November 27, 2009

Nice to know I'm not the only person who feels this way. Because if Obama's serious about health care (or anything else), why continue to pour money down a rat hole? That said, what are the odds the congressional war lovers will vote for it? I'd love to make them explain why:

The powerful chairman of the House Appropriations Committee has a stark message for President Obama about Afghanistan -- sending more troops would be a mistake that could "wipe out every initiative we have to rebuild our own economy."

"There ain't going to be no money for nothing if we pour it all into Afghanistan," House Appropriations Chairman David Obey told ABC News in an exclusive interview. "If they ask for an increased troop commitment in Afghanistan, I am going to ask them to pay for it."

Obey, a Democrat from Wisconsin, made it clear that he is absolutely opposed to sending any more U.S. troops to Afghanistan and says if Obama decides to do that, he'll demand a new tax -- what he calls a "war surtax" -- to pay for it.

"On the merits, I think it is a mistake to deepen our involvement," Obey said. "But if we are going to do that, then at least we ought to pay for it.
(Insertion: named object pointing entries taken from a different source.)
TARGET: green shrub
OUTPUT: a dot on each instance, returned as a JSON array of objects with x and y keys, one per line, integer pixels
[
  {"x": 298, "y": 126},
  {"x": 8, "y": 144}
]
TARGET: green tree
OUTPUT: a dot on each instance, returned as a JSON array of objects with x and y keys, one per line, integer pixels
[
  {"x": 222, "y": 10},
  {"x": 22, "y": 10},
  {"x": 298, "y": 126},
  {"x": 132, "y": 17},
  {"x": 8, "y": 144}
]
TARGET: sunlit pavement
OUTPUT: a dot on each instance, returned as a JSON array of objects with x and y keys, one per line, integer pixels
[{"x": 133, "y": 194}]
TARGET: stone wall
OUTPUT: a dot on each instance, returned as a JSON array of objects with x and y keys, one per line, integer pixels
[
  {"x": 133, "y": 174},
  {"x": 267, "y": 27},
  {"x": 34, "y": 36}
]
Because if we don't, if we don't pay for it, the cost of the Afghan war will wipe out every initiative we have to rebuild our own economy."

Obey's opposition to funding a troop increase in Afghanistan without a new tax would pose a significant problem for Obama if he decides to send more troops (a decision the White House says the President could make as early as November 30).

As Appropriations Committee chairman, Obey was a key player in securing money for the war when the last war funding bill narrowly passed the House in June.

His demand for a new war tax echoes a similar call by Senate Armed Services Chairman Carl Levin, also a Democrat, who recently told Bloomberg's Al Hunt that he favors a new tax on Americans earning more than $200,000 a year to pay for sending any additional troops.

Obey argued that the tax should be paid by all taxpayers, with rates ranging from 1 percent for lower wage earners to 5 percent for the wealthy.